ブログ「ホンヨンダ」に書いた記事のアーカイブです。ホンヨンダの記事
虫が好きな私にとってはタイトルからしてそそる本。
しかし、虫の本なら何でもいいというほど活字好きではないので、本屋でパラパラとめくってみる。
序説の「虫は虫である」という文章で、「虫とはにょろつくものである」から始まる多数の「虫とはなにか!?」説を読み進めていくうちに、これはおもしろそうだと購入してしまった。
そしてその序説の部分で私はまんまとだまされたわけだ。(笑)
リアルに描かれた登場人物と、少しミステリーな体験談風の文章に、すっかりノンフィクションだと思ってしまったんだよね。
最初の水虫の章でもまだあまり疑わなかった。東北地方の餓鬼が舐めとれば水虫が治るなんていう説にも関わらずだ。
「たむしによる自殺」なんていうのも「ヘエー」とか思いながら読んでしまった。
この辺は虫っていうか……目に見えないし、自分がたかられた事も無いから実感できなかったのかも(笑)
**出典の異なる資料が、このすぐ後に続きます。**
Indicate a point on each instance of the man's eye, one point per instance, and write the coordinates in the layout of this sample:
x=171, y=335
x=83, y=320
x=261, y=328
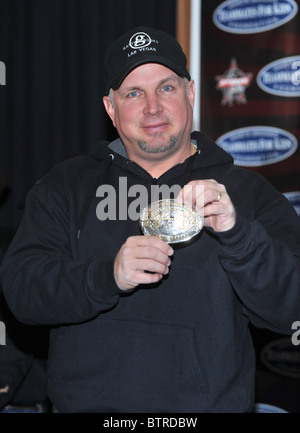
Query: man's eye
x=133, y=94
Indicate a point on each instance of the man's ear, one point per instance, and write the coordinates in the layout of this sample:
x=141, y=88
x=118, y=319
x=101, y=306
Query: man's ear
x=109, y=108
x=191, y=92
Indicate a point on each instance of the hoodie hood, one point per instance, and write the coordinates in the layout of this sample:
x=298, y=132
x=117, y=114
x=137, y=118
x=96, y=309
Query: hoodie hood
x=209, y=153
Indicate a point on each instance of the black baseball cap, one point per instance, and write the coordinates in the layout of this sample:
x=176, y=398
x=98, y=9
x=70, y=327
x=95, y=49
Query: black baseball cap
x=138, y=46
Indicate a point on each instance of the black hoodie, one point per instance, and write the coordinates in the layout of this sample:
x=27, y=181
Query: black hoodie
x=182, y=345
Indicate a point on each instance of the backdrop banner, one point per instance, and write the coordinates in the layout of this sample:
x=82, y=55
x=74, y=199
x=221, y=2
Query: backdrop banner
x=250, y=86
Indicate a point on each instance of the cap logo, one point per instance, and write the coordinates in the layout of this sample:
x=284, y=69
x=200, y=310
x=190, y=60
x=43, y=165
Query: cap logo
x=139, y=40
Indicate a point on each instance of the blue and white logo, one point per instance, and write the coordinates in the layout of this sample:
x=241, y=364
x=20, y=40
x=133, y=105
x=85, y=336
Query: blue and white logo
x=258, y=145
x=281, y=77
x=294, y=199
x=253, y=16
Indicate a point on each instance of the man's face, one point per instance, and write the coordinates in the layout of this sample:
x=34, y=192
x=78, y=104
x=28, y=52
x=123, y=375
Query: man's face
x=152, y=112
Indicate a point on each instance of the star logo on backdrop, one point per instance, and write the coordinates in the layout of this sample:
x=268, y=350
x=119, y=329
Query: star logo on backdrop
x=233, y=84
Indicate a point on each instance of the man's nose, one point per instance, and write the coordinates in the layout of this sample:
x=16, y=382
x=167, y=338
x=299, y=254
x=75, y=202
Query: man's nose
x=153, y=104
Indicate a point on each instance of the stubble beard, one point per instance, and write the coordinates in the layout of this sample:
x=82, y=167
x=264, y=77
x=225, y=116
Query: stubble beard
x=157, y=147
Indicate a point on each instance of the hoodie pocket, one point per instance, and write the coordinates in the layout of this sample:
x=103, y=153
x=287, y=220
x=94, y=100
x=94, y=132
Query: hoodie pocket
x=131, y=366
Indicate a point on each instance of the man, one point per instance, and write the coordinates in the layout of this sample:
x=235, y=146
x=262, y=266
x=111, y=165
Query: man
x=139, y=325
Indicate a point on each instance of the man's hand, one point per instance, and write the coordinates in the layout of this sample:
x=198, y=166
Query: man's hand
x=211, y=201
x=141, y=260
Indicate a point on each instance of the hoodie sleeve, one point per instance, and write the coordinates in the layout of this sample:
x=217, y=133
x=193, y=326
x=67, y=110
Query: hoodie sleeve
x=262, y=260
x=41, y=281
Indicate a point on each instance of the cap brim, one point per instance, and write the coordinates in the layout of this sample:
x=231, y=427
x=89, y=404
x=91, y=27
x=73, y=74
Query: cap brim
x=155, y=59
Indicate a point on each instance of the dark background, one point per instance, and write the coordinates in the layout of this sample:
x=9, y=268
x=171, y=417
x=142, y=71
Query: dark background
x=51, y=106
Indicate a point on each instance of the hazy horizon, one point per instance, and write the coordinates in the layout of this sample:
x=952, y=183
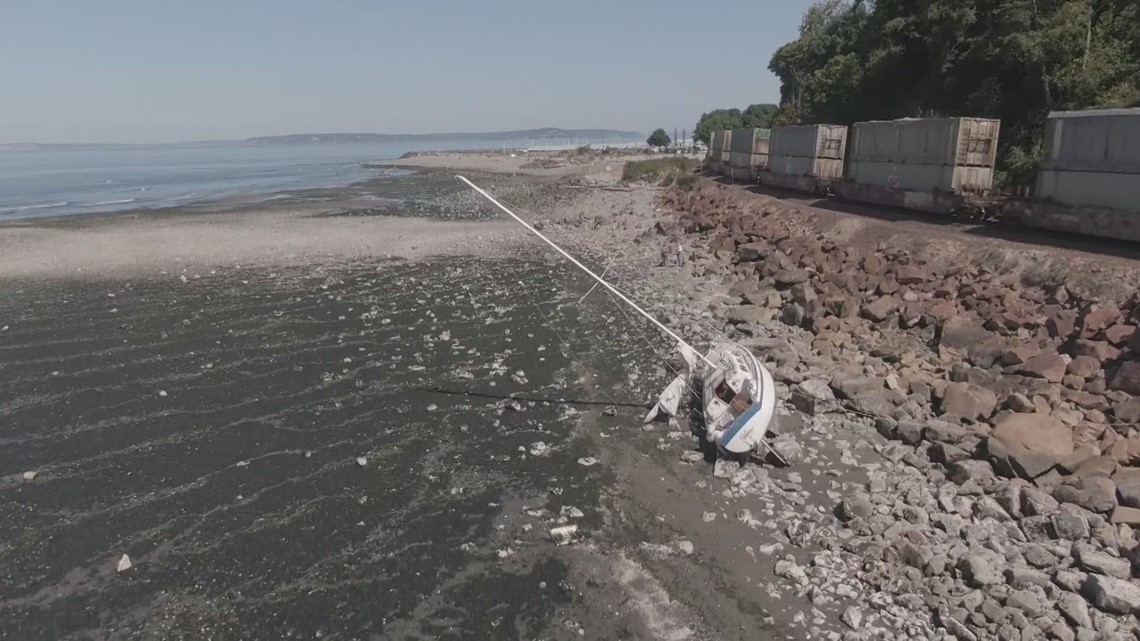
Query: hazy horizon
x=135, y=72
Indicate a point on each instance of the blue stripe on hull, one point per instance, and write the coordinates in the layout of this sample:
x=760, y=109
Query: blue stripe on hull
x=739, y=423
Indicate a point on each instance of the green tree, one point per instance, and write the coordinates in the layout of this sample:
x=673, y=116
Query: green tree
x=762, y=115
x=716, y=120
x=1011, y=59
x=658, y=138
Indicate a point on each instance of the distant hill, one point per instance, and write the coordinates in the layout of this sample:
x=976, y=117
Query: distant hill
x=529, y=136
x=547, y=134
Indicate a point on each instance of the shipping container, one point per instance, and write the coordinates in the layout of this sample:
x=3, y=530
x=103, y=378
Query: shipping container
x=809, y=142
x=823, y=169
x=750, y=140
x=923, y=178
x=967, y=142
x=1102, y=140
x=1114, y=191
x=740, y=159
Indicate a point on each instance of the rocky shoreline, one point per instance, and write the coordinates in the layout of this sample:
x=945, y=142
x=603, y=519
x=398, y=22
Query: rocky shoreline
x=980, y=402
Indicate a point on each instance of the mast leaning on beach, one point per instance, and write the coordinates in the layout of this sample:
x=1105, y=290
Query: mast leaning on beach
x=613, y=290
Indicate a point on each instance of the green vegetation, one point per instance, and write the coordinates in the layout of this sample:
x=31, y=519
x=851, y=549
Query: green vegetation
x=659, y=170
x=658, y=138
x=762, y=115
x=1010, y=59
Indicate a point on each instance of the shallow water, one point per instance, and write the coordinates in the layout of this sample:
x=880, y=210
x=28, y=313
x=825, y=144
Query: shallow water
x=211, y=431
x=47, y=183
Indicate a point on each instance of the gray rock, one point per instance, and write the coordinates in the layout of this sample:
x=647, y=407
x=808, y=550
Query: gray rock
x=988, y=508
x=853, y=617
x=1024, y=577
x=1112, y=594
x=1060, y=632
x=786, y=449
x=1069, y=579
x=915, y=556
x=1026, y=601
x=1039, y=557
x=1036, y=503
x=978, y=471
x=855, y=506
x=1096, y=494
x=1100, y=562
x=813, y=397
x=1075, y=609
x=982, y=568
x=968, y=400
x=1069, y=526
x=1128, y=486
x=909, y=432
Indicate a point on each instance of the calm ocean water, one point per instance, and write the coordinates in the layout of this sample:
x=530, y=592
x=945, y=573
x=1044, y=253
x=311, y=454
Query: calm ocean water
x=37, y=184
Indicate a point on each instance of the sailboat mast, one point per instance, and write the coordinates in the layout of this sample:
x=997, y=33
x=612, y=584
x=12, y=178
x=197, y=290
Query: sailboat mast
x=586, y=269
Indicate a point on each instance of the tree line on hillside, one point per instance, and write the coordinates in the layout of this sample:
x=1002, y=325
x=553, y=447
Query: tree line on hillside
x=762, y=115
x=1010, y=59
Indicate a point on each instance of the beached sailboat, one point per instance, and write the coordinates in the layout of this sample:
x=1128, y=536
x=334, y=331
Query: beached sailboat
x=737, y=391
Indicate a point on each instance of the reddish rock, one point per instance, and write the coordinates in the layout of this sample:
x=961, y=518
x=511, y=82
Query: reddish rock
x=879, y=310
x=985, y=353
x=1128, y=486
x=1084, y=366
x=968, y=402
x=872, y=265
x=958, y=334
x=1128, y=378
x=1128, y=412
x=943, y=310
x=1118, y=334
x=887, y=286
x=1085, y=399
x=1125, y=451
x=1098, y=319
x=1019, y=354
x=911, y=275
x=1097, y=467
x=1060, y=323
x=1098, y=349
x=1028, y=445
x=1049, y=366
x=786, y=278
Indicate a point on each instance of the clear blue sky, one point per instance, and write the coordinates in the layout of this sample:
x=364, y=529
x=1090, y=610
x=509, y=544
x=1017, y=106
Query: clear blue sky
x=145, y=71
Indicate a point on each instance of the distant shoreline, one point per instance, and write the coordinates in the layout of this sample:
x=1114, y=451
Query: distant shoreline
x=531, y=136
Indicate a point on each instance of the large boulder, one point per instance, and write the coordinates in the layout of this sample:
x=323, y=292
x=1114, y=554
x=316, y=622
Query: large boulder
x=1128, y=486
x=1096, y=494
x=1084, y=366
x=1097, y=321
x=1112, y=594
x=1028, y=445
x=880, y=309
x=1128, y=412
x=967, y=400
x=751, y=252
x=957, y=335
x=1128, y=378
x=1049, y=366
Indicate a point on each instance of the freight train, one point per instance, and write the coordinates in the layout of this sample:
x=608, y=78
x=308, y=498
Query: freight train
x=1089, y=181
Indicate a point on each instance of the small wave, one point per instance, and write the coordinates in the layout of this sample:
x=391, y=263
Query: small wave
x=122, y=202
x=45, y=205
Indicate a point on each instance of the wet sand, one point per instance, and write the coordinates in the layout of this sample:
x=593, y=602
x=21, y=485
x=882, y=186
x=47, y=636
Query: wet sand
x=194, y=389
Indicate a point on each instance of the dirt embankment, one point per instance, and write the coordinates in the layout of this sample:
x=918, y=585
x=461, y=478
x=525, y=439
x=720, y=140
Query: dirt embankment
x=1004, y=386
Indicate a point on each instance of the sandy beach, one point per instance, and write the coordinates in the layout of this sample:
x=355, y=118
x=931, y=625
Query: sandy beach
x=360, y=412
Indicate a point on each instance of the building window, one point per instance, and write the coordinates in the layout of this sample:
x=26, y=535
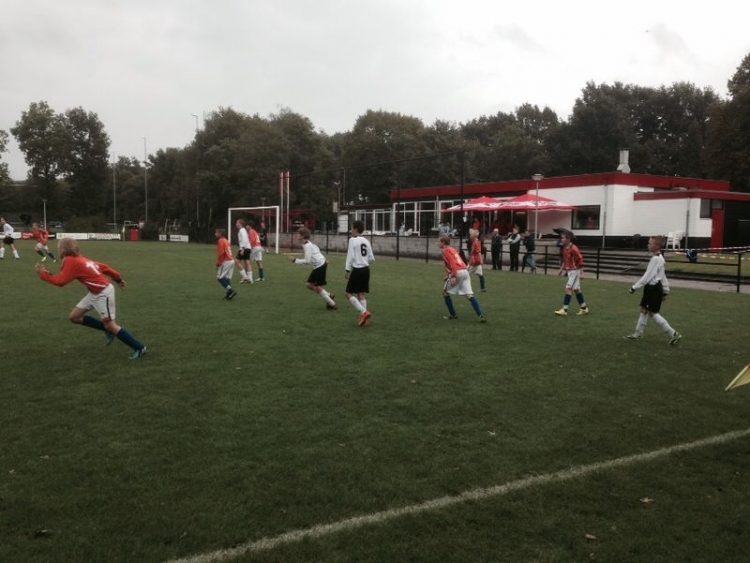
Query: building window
x=705, y=209
x=586, y=217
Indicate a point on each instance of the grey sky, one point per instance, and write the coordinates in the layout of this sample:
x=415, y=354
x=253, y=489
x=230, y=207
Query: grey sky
x=145, y=66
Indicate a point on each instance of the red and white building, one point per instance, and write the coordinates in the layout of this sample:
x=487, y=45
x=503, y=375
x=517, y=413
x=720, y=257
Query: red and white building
x=610, y=208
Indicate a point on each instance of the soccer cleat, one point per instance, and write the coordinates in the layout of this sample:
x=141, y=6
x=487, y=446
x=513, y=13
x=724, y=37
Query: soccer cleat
x=138, y=354
x=364, y=318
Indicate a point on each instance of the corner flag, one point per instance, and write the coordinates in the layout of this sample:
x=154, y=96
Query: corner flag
x=741, y=379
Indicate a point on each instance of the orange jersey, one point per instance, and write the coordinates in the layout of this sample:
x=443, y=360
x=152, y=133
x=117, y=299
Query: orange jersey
x=254, y=238
x=452, y=260
x=476, y=258
x=41, y=235
x=94, y=275
x=572, y=257
x=223, y=251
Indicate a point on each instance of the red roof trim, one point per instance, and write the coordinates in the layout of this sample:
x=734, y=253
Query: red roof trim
x=517, y=187
x=700, y=194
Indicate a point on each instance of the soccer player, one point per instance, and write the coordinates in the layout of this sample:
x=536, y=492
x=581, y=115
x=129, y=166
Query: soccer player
x=359, y=256
x=572, y=265
x=476, y=257
x=8, y=239
x=42, y=237
x=256, y=251
x=243, y=255
x=655, y=289
x=224, y=263
x=101, y=295
x=457, y=280
x=315, y=258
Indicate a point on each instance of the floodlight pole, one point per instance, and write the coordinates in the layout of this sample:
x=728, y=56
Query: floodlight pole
x=537, y=178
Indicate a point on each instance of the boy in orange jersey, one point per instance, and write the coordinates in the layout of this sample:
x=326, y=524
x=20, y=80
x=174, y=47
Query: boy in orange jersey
x=42, y=237
x=224, y=263
x=101, y=296
x=256, y=250
x=572, y=266
x=457, y=281
x=476, y=257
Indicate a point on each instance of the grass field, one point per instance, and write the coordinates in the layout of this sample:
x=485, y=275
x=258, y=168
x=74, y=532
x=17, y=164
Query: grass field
x=252, y=418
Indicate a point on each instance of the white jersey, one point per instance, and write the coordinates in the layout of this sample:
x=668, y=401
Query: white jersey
x=312, y=255
x=359, y=254
x=654, y=274
x=242, y=239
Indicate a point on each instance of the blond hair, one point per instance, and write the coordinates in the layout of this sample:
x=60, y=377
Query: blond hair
x=68, y=247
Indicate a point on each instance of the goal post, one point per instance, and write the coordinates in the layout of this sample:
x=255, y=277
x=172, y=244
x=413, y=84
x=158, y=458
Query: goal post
x=270, y=214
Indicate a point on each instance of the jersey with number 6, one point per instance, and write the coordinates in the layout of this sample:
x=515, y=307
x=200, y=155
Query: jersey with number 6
x=359, y=254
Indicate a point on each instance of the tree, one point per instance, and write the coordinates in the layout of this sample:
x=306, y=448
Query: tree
x=42, y=137
x=727, y=151
x=85, y=161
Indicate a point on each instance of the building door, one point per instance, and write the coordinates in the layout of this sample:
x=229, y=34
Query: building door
x=717, y=227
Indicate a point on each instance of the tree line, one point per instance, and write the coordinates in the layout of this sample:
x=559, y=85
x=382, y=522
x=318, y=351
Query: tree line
x=235, y=158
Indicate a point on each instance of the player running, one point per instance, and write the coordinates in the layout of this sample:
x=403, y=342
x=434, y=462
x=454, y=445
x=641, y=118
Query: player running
x=42, y=237
x=101, y=296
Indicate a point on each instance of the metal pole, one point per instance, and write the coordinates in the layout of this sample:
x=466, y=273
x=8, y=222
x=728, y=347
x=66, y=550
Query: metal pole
x=145, y=181
x=739, y=270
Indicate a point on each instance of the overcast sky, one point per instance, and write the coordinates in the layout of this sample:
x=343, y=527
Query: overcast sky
x=145, y=66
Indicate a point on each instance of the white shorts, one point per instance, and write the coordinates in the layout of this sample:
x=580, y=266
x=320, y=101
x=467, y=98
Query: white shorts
x=476, y=270
x=463, y=284
x=226, y=270
x=574, y=280
x=103, y=302
x=256, y=254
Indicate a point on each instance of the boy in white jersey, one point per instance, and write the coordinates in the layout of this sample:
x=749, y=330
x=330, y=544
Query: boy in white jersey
x=315, y=258
x=655, y=289
x=358, y=259
x=8, y=239
x=243, y=255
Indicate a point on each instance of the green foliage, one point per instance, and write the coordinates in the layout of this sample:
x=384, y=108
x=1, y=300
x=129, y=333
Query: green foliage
x=267, y=414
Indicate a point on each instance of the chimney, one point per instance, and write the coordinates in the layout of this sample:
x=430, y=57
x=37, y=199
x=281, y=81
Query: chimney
x=624, y=167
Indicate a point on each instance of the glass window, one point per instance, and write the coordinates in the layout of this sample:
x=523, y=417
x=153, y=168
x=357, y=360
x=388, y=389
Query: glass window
x=586, y=217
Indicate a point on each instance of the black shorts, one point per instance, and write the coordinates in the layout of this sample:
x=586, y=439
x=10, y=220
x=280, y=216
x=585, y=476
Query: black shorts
x=359, y=281
x=318, y=275
x=652, y=297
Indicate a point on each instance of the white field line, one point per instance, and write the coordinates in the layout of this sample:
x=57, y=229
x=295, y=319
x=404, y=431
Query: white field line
x=269, y=543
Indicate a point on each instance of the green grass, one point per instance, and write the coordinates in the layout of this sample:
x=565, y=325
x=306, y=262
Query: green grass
x=267, y=414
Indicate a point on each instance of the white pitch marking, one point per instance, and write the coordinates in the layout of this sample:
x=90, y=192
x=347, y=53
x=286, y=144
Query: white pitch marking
x=266, y=544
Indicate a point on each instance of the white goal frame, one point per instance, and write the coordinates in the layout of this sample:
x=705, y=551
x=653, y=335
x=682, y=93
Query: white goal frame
x=230, y=225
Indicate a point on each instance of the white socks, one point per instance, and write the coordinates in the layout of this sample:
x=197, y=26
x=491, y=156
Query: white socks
x=662, y=322
x=357, y=304
x=640, y=326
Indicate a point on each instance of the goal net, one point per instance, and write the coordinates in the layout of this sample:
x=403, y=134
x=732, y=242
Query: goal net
x=268, y=215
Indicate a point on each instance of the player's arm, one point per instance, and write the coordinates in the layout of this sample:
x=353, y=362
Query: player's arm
x=65, y=276
x=111, y=273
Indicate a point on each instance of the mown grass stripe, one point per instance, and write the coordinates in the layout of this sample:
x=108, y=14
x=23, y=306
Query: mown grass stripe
x=320, y=530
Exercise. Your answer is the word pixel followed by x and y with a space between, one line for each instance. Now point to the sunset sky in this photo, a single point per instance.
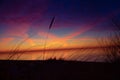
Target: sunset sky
pixel 78 23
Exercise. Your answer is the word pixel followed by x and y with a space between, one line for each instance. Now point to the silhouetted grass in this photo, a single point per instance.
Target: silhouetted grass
pixel 111 45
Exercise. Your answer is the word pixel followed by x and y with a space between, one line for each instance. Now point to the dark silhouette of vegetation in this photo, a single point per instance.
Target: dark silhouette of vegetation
pixel 111 44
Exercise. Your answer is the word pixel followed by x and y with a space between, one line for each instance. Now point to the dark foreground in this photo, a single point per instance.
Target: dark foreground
pixel 58 70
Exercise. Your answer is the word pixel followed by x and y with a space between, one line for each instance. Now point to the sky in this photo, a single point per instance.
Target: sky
pixel 78 23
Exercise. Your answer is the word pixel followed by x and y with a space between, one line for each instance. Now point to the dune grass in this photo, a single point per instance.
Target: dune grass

「プラスチックを食べるゴキブリを開発」というところでようやく
これは……もしかしたらジョークなんじゃ
と気がついた!(笑)
遅すぎる!(笑)
気付いてからはどんどん出てくる奇妙な虫とソレを取り巻く人間の様子がおかしくて、ずっと笑いっぱなし。
いかにも権威のありそうな架空の学者や雑誌名、本当は無いであろうソースの示し方などがリアルすぎて「やっぱり本当なのかも?」って幾度か疑ったよ。
ナメクジにも毛が生えましたというCMを流したらヒワイだといわれたという話とか、淫靡で面白い。卑猥だって言われりゃ卑猥だけど、卑猥だって気付かなきゃただの毛が生えたナメクジなんであって、みんな「卑猥だ」って気がついても「何処が?」って説明するのにためらっちゃう(で警察がわいせつ物として取り締まりたいけど躊躇してるんだよね)所とか、目に見えるようで楽しい。
哲学的な物も中にはあって、
「ゲジゲジはゲジゲジを食べるので、ゲジゲジだけで完結する」
「なめくじは病気のかたつむりだ」
という話は考えさせられるなぁ。
一章ずつが短いので、少しずつ読んでも小噺のように楽しめる。
電車の中で読んだら笑えてたまらなかったけど、電車の中でも楽しく読めます。
ただし挿絵が虫だったり、見ようによってはヒワイ(笑)なので周りに迷惑をかけないように。